Decompensated cirrhosis included any of: bleeding esophageal varices, ascites, hepatic encephalopathy, hepatocellular carcinoma, spontaneous bacterial peritonitis or hepatorenal syndrome.

Statistical Analyses

The Chi-square test was used to test the association of diabetes with baseline conditions, and the non-parametric Wilcoxon-Mann-Whitney test was used to test the association of diabetes with duration of follow-up and the average number of healthcare encounters before the date of CHC definition, since both were not normally distributed. The incidence of study outcomes was calculated per 1000 person-years of observation and tested for statistical association with diabetes using the Chi-square test. Kaplan-Meier curves were generated to plot time to decompensated cirrhosis by baseline cirrhosis and diabetes.

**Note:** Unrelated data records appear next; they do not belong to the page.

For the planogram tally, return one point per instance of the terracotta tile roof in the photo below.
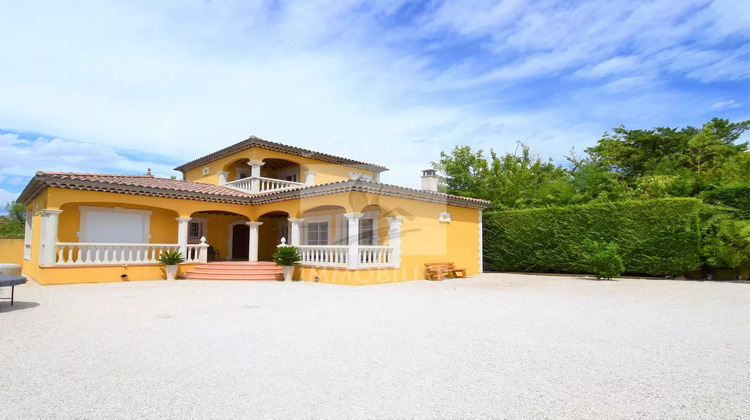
(359, 185)
(133, 184)
(253, 141)
(148, 185)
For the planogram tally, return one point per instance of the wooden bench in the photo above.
(438, 271)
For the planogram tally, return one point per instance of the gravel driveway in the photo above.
(492, 346)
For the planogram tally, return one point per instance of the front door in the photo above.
(240, 242)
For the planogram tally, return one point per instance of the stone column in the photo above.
(182, 234)
(394, 239)
(353, 219)
(223, 177)
(48, 251)
(255, 175)
(294, 234)
(252, 254)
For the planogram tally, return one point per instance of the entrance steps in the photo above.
(236, 270)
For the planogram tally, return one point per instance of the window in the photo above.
(317, 233)
(196, 229)
(368, 229)
(366, 232)
(114, 225)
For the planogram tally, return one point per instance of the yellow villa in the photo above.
(234, 207)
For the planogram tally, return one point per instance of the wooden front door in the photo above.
(240, 242)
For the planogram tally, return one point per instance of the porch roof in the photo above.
(149, 185)
(253, 141)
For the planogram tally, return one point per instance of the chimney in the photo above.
(429, 180)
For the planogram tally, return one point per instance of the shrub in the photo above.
(286, 256)
(603, 260)
(726, 240)
(171, 257)
(654, 237)
(736, 196)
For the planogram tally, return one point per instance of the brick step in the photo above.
(211, 269)
(264, 270)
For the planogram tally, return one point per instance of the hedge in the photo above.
(654, 237)
(736, 196)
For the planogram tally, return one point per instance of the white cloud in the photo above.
(724, 105)
(182, 80)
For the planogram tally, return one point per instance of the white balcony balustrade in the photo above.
(71, 253)
(375, 256)
(324, 255)
(256, 185)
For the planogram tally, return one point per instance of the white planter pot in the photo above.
(288, 272)
(171, 271)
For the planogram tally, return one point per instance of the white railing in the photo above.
(110, 253)
(255, 185)
(324, 255)
(338, 256)
(375, 256)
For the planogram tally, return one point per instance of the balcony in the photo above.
(259, 184)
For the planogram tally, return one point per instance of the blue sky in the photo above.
(120, 87)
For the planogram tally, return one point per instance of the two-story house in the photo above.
(243, 201)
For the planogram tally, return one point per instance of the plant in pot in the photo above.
(287, 257)
(170, 259)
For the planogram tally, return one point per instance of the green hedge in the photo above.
(654, 237)
(736, 196)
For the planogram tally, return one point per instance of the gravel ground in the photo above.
(492, 346)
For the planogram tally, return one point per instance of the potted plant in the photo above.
(287, 257)
(170, 259)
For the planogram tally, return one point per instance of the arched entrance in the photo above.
(240, 241)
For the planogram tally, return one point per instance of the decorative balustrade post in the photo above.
(252, 254)
(203, 251)
(394, 239)
(182, 234)
(309, 177)
(255, 175)
(353, 219)
(48, 253)
(295, 231)
(223, 177)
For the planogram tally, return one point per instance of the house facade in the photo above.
(243, 201)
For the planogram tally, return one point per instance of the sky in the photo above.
(119, 87)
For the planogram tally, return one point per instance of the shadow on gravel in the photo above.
(594, 279)
(17, 306)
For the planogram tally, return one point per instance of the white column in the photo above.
(252, 254)
(182, 234)
(310, 178)
(47, 253)
(254, 175)
(481, 254)
(394, 239)
(353, 238)
(294, 240)
(223, 177)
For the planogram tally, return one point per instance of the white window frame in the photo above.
(342, 227)
(203, 229)
(85, 210)
(315, 219)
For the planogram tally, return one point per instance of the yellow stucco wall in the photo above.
(11, 251)
(324, 172)
(424, 238)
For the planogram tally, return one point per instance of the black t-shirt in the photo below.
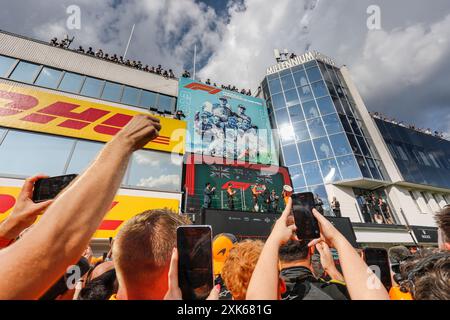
(302, 285)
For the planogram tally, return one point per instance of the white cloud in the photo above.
(171, 181)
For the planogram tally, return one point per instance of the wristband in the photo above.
(5, 242)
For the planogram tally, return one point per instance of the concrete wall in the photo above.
(42, 53)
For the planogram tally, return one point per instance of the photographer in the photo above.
(30, 266)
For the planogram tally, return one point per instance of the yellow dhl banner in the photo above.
(36, 110)
(122, 209)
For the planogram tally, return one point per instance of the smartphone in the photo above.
(49, 188)
(307, 225)
(378, 260)
(195, 266)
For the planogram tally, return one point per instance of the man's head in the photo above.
(238, 268)
(295, 253)
(142, 252)
(443, 222)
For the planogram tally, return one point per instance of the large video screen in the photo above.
(226, 124)
(245, 179)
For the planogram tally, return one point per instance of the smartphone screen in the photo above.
(49, 188)
(377, 259)
(307, 225)
(195, 270)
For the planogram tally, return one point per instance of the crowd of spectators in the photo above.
(36, 258)
(187, 74)
(115, 58)
(428, 131)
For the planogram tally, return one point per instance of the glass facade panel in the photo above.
(323, 148)
(71, 82)
(49, 78)
(319, 89)
(296, 113)
(330, 171)
(300, 78)
(298, 180)
(19, 154)
(287, 82)
(83, 154)
(112, 91)
(148, 100)
(290, 155)
(348, 167)
(332, 124)
(25, 72)
(316, 128)
(278, 101)
(142, 171)
(310, 109)
(305, 93)
(131, 96)
(92, 87)
(306, 151)
(301, 131)
(6, 64)
(312, 173)
(325, 105)
(291, 97)
(275, 86)
(340, 144)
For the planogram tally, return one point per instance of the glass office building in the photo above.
(322, 138)
(421, 158)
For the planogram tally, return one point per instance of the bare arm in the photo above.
(30, 266)
(265, 278)
(361, 283)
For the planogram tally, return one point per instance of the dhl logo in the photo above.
(202, 87)
(43, 112)
(122, 209)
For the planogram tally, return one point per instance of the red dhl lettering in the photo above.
(73, 120)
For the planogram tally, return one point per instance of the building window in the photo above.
(25, 72)
(142, 171)
(306, 151)
(340, 144)
(33, 153)
(290, 155)
(49, 78)
(348, 167)
(92, 87)
(6, 63)
(71, 82)
(112, 91)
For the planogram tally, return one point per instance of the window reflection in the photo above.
(312, 173)
(290, 155)
(112, 91)
(84, 153)
(306, 151)
(92, 87)
(310, 109)
(25, 72)
(143, 174)
(6, 64)
(349, 168)
(33, 153)
(130, 96)
(49, 78)
(71, 82)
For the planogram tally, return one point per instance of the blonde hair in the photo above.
(238, 268)
(145, 242)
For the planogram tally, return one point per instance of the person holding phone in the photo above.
(264, 281)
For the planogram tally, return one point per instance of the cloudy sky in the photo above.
(401, 70)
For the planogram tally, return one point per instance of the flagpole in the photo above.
(195, 58)
(128, 44)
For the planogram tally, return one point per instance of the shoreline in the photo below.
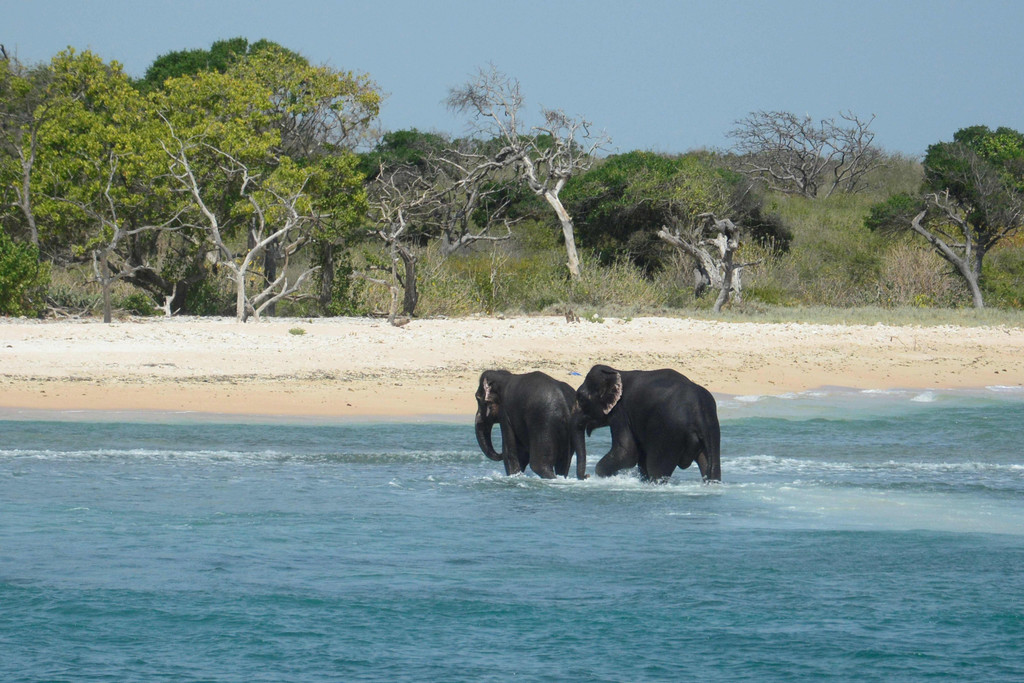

The risk of developing the study outcomes: decompensated cirrhosis, hepatocellular carcinoma and the composite outcome of liver transplant/death were modelled using separate Cox proportional hazard models stratified by baseline cirrhosis, controlling for gender, age group, alcoholic liver disease/alcohol abuse, obesity, HBV co-infection, HIV co-infection, recent interferon-based CHC treatment and diabetes. Hazard ratios (HR) and 95% confidence Wald intervals were reported. Separate multivariable Cox proportional hazards model tested the interaction of diabetes with baseline cirrhosis, the interaction of CHC treatment with baseline cirrhosis and the interaction of diabetes with CHC treatment. A sub-analysis including only persons with ≥3 years of follow-up was also performed (n= 16,750 persons, median follow-up=4.4 years [interquartile range, 3.6–5.6]). SAS Enterprise Guide version 7.1 (SAS Institute Inc., Cary, NC) was used for all data management and analyses.

Results

We identified 75,805 CHC patients with at least 6 months insurance coverage beginning on the date when the CHC definition was met who were enrolled in employer-sponsored health insurance plans in the US from 1/1/2006 through 6/30/2013. Figure 2 shows the algorithm with inclusion/exclusion criteria that resulted in the final study population. The median years of follow-up was 1.9 (range 0.5–8). The study population was predominantly male (61.8%) and had a median age of 53 years (range 18–64). Insured dependents of employees constituted 32.3% of the study population. Diabetes mellitus was identified in 10,317 (13.6%) of the CHC population at baseline. Among 10,317 diabetics, there were 2,840 persons identified only by diabetes medications. Of the 7,477 individuals having ICD-9-CM diagnosis codes for diabetes, there were 1,289 (17.2%) persons with at least one ICD-9-CM diagnosis code for type 1 diabetes and 79 (1.1%) persons with at least one code for secondary diabetes. Diabetic CHC patients were more likely to be male, older, obese, and have cirrhosis at baseline and were less likely to be coinfected with HIV and have received CHC treatment during the baseline period compared to non-diabetic CHC patients (Table 1). The median follow-up time for diabetic CHC patients (1.77 years, interquartile range [IQR] 0.96–3.09) was shorter than that of non-diabetic CHC patients (1.88 years, IQR 0.99–3.41, p<0.0001). Diabetic patients had more healthcare encounters in the 6 months prior to the date when the CHC definition was met (median 7 encounters, IQR 4–12) compared to non-diabetics (median 5, IQR 3–10, p<0.0001), in a subset of 44,657 patients with complete insurance coverage in the 6-month period before meeting the CHC definition.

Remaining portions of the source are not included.